Das Jahr 264 v. Chr. wurde zu einem Wendepunkt: Rom agierte zum ersten Mal mit einer Flotte und wurde zur expansiven Seemacht. Für Karthago war die Zeit der uneingeschränkten Vorherrschaft im westlichen Mittelmeer beendet, der Verlust Siziliens und Sardiniens läutete den allmählichen Niedergang ein. Das war zunächst aber noch nicht erkennbar. Karthago rüstete auf, expandierte nach Spanien und beherrschte bald den südlichen Teil bis zum Ebro. An den Eroberungen war bereits der legendäre Hannibal beteiligt. Die Feldzüge lieferten den Zündstoff für den Zweiten Punischen Krieg – abermals verbunden mit einem Vertragsbruch durch die Römer.
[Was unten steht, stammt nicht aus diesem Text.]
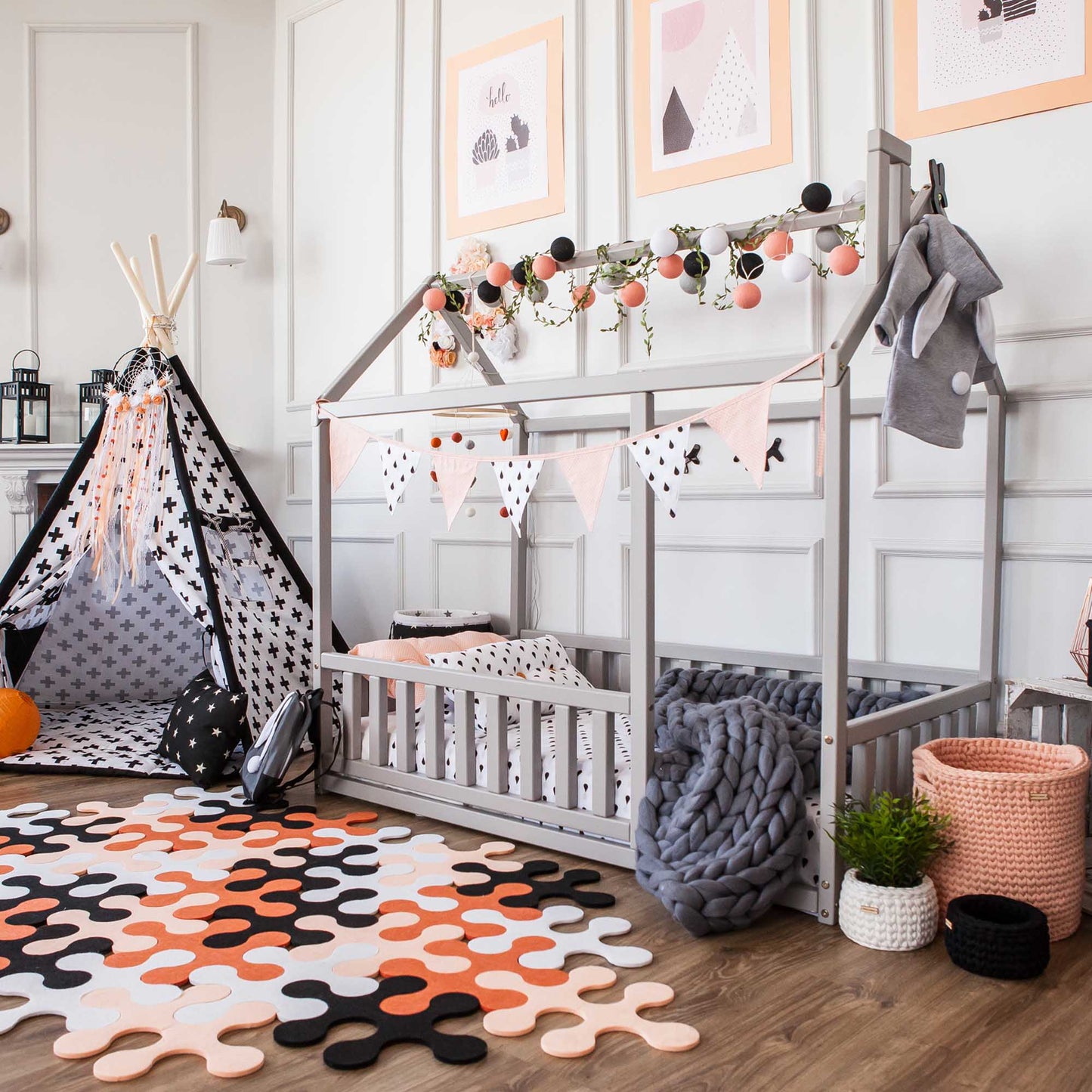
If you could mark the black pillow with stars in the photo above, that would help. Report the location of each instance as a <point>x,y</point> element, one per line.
<point>203,729</point>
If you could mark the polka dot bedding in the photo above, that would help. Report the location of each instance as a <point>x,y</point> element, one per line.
<point>549,765</point>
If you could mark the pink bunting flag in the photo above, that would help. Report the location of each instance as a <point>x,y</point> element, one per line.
<point>346,442</point>
<point>517,478</point>
<point>586,473</point>
<point>660,458</point>
<point>743,424</point>
<point>454,475</point>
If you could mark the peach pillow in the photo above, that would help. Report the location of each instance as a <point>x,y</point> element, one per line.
<point>416,650</point>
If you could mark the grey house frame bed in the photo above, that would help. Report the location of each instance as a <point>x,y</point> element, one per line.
<point>871,751</point>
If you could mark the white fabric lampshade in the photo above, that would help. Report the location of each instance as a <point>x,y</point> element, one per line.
<point>225,243</point>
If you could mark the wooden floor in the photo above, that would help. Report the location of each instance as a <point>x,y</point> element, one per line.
<point>789,1004</point>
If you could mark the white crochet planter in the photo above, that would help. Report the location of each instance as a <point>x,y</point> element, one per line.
<point>896,920</point>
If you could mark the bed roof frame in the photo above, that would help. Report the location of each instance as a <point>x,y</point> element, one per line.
<point>891,209</point>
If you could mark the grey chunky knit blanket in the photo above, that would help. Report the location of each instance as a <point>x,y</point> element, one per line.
<point>723,820</point>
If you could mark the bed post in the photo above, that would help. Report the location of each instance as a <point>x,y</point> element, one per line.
<point>989,642</point>
<point>321,594</point>
<point>642,613</point>
<point>518,611</point>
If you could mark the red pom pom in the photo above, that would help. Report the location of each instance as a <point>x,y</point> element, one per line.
<point>778,245</point>
<point>498,274</point>
<point>843,260</point>
<point>746,295</point>
<point>670,267</point>
<point>544,267</point>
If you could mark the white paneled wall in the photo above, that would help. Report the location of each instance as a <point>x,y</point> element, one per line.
<point>119,119</point>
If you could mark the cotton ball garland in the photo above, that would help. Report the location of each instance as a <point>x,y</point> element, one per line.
<point>696,263</point>
<point>828,238</point>
<point>664,242</point>
<point>961,383</point>
<point>670,267</point>
<point>777,245</point>
<point>498,274</point>
<point>854,193</point>
<point>844,260</point>
<point>544,267</point>
<point>797,268</point>
<point>714,240</point>
<point>488,292</point>
<point>746,295</point>
<point>435,299</point>
<point>816,196</point>
<point>562,249</point>
<point>750,265</point>
<point>583,296</point>
<point>691,285</point>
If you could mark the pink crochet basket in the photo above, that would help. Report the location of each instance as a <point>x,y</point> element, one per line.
<point>1018,821</point>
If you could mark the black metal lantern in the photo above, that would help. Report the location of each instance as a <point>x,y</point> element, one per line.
<point>24,404</point>
<point>91,399</point>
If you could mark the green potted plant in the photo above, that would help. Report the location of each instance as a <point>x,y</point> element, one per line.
<point>887,901</point>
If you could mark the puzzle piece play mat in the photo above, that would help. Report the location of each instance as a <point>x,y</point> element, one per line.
<point>191,914</point>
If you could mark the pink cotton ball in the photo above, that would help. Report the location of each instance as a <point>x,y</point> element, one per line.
<point>843,260</point>
<point>498,274</point>
<point>435,299</point>
<point>777,245</point>
<point>544,267</point>
<point>746,295</point>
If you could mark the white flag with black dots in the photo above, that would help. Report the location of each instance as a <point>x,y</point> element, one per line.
<point>660,458</point>
<point>400,466</point>
<point>517,478</point>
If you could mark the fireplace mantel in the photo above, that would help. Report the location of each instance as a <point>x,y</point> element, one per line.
<point>23,468</point>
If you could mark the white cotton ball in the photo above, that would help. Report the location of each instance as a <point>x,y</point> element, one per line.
<point>664,242</point>
<point>714,240</point>
<point>854,193</point>
<point>828,238</point>
<point>690,285</point>
<point>797,267</point>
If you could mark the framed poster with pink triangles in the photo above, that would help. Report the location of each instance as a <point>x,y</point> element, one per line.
<point>712,93</point>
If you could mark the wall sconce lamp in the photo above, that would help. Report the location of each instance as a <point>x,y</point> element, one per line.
<point>224,246</point>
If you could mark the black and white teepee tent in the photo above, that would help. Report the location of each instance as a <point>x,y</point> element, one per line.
<point>152,561</point>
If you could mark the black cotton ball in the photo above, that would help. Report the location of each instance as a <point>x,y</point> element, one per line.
<point>816,196</point>
<point>696,263</point>
<point>750,264</point>
<point>562,249</point>
<point>488,292</point>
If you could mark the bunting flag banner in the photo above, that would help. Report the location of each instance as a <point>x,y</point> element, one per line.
<point>586,471</point>
<point>660,458</point>
<point>454,475</point>
<point>400,466</point>
<point>517,478</point>
<point>743,424</point>
<point>346,442</point>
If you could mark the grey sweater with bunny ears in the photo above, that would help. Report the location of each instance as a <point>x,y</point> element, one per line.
<point>938,317</point>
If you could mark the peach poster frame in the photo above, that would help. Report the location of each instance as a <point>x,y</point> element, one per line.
<point>554,203</point>
<point>775,154</point>
<point>911,122</point>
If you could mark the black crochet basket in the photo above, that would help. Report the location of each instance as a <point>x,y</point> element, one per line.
<point>998,937</point>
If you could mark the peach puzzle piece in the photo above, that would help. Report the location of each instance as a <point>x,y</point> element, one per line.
<point>595,1019</point>
<point>222,1060</point>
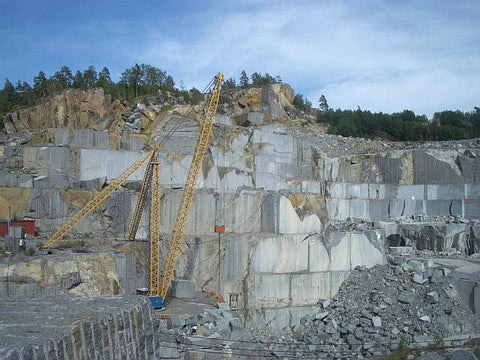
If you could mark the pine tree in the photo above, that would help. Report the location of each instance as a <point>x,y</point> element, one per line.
<point>323,104</point>
<point>40,85</point>
<point>78,81</point>
<point>90,76</point>
<point>243,79</point>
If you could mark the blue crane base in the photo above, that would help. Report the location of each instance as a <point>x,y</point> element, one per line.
<point>157,301</point>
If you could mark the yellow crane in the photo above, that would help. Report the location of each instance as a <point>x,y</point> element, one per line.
<point>158,287</point>
<point>189,191</point>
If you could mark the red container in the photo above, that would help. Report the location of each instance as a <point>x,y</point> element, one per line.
<point>219,228</point>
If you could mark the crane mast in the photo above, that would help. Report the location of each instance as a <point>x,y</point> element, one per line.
<point>158,285</point>
<point>189,191</point>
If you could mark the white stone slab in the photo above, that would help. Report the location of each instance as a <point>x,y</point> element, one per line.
<point>95,164</point>
<point>307,289</point>
<point>363,252</point>
<point>280,254</point>
<point>267,291</point>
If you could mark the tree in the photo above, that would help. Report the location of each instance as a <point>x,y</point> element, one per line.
<point>323,104</point>
<point>169,83</point>
<point>243,79</point>
<point>104,76</point>
<point>153,76</point>
<point>9,90</point>
<point>78,81</point>
<point>257,79</point>
<point>63,78</point>
<point>40,85</point>
<point>229,84</point>
<point>24,91</point>
<point>90,76</point>
<point>301,104</point>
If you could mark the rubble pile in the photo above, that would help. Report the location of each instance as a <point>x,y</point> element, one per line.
<point>407,303</point>
<point>377,309</point>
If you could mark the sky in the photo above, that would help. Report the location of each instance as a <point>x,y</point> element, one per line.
<point>379,55</point>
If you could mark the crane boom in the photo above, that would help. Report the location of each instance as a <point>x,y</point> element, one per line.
<point>155,194</point>
<point>97,200</point>
<point>189,191</point>
<point>142,199</point>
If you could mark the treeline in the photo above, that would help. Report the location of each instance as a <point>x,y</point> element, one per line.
<point>139,80</point>
<point>403,126</point>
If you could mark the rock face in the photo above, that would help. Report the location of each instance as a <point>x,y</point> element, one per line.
<point>93,109</point>
<point>74,108</point>
<point>115,272</point>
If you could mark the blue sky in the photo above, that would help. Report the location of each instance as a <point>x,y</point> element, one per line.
<point>379,55</point>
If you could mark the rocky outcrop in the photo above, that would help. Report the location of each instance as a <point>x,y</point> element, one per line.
<point>93,109</point>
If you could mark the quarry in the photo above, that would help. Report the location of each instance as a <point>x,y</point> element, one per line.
<point>318,246</point>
Im „Ebro-Vertrag“ hatten Römer und Karthager den Fluss Ebro als nördliche Grenze für militärische Operationen Karthagos in Spanien festgelegt. Mit diesem Vertrag, schreibt Zimmermann, hatte Rom „den karthagischen Anspruch auf die Gebiete südlich des Flusses ausgesprochen oder unausgesprochen anerkannt.“ Die südlich des Ebro gelegene Stadt Sagunt fürchtete bei Hannibals Feldzügen um ihre Freiheit und bat in Rom um Schutz gegen die Karthager. Flugs erklärte der römische Senat Sagunt zum alten Bundesgenossen und warnte Karthago vor einer Eroberung der Stadt. Unter Berufung auf den Ebro-Vertrag und ältere Abmachungen fühlten sich Hannibal und der karthagische Rat im Recht, belagerten Sagunt und eroberten die Stadt nach acht Monaten.

In dieser Zeit rührte Rom keinen Finger, um seinem „alten Verbündeten“ zu helfen. Erst nach dem Fall der Stadt erklärte Rom Karthago den Krieg. „Damit bestätigt sich die Vermutung, dass es den Römern von Anfang an nicht um Sagunt, sondern um die Gelegenheit zur Intervention“ in Spanien zu tun war, resümiert Zimmermann. Sagunt sei ein ein Bauernopfer gewesen, „das Rom dazu verhalf, unter Wahrung eines Scheins von Rechtmäßigkeit sein strategisches Ziel, den Krieg gegen Karthago, zu erreichen“.

Trotz Hannibals grandioser Erfolge in Italien selbst ging der Zweite, ebenfalls von Rom angezettelte, Punische Krieg für die Karthager nach 17 Jahren katastrophal aus. Die Römer griffen Karthago selbst an, auch der aus Italien zurückgerufene Hannibal konnte das militärische Blatt nicht mehr wenden, er wurde 202 v. Chr. besiegt. Die Karthager mussten ihre Flotte und die Kriegselefanten abliefern, 100 adlige Geiseln nach Rom schicken, eine Unsumme Reparationskosten zahlen und sich auf ihr afrikanisches Territorium beschränken.

Der Dritte Punische Krieg war kein Kampf, sondern die zynisch inszenierte, gnadenlose Exekution der Cato-Forderung „Im Übrigen bin ich der Meinung, dass Karthago zerstört werden muss“. 146 v. Chr. war es vollbracht.

Klaus Zimmermann: Karthago – Aufstieg und Fall einer Großmacht. Theiss-Verlag, Stuttgart 2010. 192 Seiten, 34,90 €.